In another recent article, Rodes-Cabau et al.5 reported the results of the ARTE study, which randomized 222 patients implanted with an Edwards Sapien XT valve and without indication for oral antithrombotic therapy to 100mg/day of acetylsalicylic acid either in monotherapy or combined with 75mg clopidogrel for the first 3 months after the procedure. Although the study was terminated with 74% of the planned 300 patients enrolled, a decrease in major bleeding and life-threatening bleeding was found in the monotherapy group (10.8% versus 3.6%; P=.038), as well as trends towards reduced mortality, myocardial infarction, and cerebrovascular accident. Although these trends were not statistically significant, they were nevertheless substantial (odds ratio, 1.78, 4.13, and 3.11, respectively). These results, along with the results from 2 previous studies with similar findings,6,7 totalling 421 randomized patients, suggest that dual antithromobtic therapy does not reduce the risk of stroke and increases the risk of bleeding.

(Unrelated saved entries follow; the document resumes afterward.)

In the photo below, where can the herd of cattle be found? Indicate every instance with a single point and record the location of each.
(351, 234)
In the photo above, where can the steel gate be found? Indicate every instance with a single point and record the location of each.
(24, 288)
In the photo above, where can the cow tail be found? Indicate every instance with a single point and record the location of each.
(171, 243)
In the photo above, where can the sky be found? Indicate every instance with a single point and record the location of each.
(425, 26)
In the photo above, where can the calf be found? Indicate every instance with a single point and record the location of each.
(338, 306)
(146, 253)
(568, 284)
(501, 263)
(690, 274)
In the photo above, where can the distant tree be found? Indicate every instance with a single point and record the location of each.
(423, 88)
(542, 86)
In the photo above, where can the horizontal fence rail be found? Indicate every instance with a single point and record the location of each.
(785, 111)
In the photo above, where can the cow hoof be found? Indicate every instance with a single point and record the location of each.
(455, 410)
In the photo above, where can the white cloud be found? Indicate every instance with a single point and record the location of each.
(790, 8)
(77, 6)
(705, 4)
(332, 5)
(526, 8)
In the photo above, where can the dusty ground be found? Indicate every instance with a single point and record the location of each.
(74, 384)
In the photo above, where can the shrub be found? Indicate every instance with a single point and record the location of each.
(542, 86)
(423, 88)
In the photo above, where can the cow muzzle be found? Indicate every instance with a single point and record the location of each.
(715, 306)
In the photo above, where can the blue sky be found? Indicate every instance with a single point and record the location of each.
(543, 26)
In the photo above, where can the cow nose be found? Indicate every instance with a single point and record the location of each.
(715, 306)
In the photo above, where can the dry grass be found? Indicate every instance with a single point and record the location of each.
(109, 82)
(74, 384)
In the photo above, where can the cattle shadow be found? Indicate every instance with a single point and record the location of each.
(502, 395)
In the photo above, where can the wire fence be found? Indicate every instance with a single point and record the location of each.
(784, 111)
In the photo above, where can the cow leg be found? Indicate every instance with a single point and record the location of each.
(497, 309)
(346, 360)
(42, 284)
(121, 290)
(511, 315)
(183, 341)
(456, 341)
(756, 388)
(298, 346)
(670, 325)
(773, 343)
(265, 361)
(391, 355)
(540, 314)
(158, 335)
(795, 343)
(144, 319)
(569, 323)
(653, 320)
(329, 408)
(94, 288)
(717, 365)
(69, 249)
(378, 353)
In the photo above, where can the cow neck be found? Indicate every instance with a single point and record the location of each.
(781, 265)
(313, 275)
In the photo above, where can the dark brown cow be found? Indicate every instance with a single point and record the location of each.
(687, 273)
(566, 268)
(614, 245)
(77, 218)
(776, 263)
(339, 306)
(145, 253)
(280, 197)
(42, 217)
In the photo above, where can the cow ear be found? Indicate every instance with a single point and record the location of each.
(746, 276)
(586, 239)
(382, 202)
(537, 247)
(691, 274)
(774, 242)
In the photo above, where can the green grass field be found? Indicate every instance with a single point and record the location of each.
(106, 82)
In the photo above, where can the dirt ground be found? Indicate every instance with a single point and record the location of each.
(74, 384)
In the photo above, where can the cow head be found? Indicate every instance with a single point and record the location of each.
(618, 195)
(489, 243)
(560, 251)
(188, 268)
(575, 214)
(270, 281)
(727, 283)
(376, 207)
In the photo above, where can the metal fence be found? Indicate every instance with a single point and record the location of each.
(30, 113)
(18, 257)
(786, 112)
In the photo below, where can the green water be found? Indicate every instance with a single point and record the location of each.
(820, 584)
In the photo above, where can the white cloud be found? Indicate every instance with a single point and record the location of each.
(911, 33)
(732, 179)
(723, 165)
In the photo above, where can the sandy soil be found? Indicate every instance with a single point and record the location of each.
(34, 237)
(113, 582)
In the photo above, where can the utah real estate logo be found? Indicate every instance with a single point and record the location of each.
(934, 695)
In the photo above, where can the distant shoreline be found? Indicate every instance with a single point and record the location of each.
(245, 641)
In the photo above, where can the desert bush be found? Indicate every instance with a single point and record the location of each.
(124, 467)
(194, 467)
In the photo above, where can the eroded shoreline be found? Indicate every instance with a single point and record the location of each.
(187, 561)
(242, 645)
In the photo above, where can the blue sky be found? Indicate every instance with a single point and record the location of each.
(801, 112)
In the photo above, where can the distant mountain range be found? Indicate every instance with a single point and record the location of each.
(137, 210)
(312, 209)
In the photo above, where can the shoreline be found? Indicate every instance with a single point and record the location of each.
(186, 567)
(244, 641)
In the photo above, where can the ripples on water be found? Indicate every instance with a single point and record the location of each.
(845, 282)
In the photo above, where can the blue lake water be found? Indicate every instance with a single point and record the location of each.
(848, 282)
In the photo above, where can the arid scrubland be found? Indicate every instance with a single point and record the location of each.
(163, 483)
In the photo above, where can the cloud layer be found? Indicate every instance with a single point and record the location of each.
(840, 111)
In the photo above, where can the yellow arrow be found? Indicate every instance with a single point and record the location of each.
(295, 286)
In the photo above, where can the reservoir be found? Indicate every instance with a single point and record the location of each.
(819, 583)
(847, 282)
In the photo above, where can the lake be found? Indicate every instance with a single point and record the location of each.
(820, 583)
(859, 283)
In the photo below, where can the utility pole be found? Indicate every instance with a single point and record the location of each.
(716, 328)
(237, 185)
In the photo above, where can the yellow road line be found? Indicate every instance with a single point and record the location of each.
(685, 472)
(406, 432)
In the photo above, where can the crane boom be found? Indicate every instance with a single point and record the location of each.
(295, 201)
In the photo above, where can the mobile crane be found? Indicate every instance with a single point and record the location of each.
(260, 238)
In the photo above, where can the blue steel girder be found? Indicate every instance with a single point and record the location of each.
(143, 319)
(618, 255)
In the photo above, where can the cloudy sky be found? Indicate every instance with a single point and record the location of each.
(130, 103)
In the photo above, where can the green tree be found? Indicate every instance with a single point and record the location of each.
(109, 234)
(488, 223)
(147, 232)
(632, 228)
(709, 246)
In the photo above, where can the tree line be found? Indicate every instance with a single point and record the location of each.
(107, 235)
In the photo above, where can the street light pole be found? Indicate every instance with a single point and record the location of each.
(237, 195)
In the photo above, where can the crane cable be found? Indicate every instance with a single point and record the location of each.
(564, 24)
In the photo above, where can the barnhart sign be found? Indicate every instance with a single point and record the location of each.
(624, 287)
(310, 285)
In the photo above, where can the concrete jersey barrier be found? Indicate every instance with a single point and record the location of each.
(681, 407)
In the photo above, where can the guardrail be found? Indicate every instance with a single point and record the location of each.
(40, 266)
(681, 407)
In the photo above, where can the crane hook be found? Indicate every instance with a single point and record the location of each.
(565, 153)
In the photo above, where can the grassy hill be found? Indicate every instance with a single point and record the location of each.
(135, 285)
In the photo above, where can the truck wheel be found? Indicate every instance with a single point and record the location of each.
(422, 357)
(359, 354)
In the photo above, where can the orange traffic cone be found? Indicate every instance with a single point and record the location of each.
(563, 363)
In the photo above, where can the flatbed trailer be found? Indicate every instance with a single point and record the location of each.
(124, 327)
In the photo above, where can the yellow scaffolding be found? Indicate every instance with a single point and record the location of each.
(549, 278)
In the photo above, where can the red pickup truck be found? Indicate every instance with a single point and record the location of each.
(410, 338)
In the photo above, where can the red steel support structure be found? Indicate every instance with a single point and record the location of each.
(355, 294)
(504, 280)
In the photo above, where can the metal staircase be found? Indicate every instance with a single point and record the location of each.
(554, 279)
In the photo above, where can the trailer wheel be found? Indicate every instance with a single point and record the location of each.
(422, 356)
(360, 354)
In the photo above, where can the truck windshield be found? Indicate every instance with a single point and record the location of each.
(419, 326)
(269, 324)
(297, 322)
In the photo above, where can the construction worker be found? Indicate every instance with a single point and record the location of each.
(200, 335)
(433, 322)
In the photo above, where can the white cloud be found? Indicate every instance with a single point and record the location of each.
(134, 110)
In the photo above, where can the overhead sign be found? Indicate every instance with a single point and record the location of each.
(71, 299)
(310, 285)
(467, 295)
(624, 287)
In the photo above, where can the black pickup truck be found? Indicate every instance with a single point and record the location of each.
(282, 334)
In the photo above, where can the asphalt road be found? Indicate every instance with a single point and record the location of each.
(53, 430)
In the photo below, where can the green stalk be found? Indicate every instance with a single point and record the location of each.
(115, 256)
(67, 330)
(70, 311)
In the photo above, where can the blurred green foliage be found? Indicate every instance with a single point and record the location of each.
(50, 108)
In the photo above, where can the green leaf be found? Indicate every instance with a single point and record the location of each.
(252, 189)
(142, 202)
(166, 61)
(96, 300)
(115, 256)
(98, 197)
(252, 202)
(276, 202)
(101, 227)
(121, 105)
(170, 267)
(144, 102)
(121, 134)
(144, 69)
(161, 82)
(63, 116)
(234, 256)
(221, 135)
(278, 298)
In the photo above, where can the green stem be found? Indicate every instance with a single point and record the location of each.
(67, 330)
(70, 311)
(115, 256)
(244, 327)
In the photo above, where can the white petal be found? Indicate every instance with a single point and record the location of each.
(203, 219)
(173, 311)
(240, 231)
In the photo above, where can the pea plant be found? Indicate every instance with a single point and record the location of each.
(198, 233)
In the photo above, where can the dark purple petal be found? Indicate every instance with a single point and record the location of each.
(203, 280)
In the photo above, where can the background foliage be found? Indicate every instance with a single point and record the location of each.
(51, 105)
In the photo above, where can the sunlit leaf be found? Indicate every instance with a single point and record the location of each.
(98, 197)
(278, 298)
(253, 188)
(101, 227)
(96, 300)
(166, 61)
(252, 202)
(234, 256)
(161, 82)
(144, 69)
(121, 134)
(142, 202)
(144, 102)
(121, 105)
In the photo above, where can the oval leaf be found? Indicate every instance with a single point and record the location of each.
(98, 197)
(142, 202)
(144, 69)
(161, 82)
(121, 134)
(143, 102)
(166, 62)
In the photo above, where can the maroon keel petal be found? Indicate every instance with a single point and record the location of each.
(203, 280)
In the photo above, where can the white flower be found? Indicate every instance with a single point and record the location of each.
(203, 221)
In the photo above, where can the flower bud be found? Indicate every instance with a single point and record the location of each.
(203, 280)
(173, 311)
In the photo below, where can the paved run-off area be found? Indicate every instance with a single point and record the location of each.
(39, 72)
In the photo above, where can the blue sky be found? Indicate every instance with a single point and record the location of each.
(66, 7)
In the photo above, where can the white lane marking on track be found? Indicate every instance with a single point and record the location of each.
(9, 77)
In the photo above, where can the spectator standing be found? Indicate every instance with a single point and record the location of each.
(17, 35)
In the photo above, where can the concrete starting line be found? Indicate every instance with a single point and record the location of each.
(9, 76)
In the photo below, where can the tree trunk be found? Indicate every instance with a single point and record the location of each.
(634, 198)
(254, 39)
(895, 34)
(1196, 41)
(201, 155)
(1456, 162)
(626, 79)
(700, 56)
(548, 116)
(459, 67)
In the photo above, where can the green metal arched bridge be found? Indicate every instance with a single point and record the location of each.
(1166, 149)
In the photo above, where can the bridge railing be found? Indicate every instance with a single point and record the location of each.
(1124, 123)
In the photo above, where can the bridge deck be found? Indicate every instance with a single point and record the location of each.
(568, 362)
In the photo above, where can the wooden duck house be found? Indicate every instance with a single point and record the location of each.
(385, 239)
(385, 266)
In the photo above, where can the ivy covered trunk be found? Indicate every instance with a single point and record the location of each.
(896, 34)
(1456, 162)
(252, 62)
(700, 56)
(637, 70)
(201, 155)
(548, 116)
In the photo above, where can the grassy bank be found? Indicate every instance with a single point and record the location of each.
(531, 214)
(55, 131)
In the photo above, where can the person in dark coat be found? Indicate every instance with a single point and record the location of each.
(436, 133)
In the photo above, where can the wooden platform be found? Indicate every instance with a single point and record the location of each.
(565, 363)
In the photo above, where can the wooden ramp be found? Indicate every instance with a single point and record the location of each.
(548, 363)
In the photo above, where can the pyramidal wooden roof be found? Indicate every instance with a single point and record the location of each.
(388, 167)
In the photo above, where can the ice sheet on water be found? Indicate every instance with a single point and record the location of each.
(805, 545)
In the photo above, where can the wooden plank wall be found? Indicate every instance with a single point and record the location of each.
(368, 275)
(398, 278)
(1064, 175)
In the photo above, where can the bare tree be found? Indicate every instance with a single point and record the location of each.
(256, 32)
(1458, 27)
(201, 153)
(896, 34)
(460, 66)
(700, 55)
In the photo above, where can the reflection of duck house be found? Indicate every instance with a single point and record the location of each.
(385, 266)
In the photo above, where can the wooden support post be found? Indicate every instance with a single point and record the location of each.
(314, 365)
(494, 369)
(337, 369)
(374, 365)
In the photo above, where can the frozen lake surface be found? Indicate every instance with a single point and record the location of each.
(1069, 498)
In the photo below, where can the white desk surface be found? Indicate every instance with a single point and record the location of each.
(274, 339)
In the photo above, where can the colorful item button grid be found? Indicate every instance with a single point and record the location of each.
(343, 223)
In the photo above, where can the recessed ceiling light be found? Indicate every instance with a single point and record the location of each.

The American guidelines currently recommend dual therapy for the first 6 months while the European guidelines recommend dual therapy for the first 3 months. In both cases, these are class IIb recommendations with level of evidence C, that is, expert consensus based on the approach in the PARTNER study. In view of the findings of the present meta-analysis, however, we believe these recommendations should be treated with caution until the results of the future POPular TAVI and CLOE studies become available. These studies are comparing monotherapy with dual antithrombotic therapy and will provide an answer to this important question.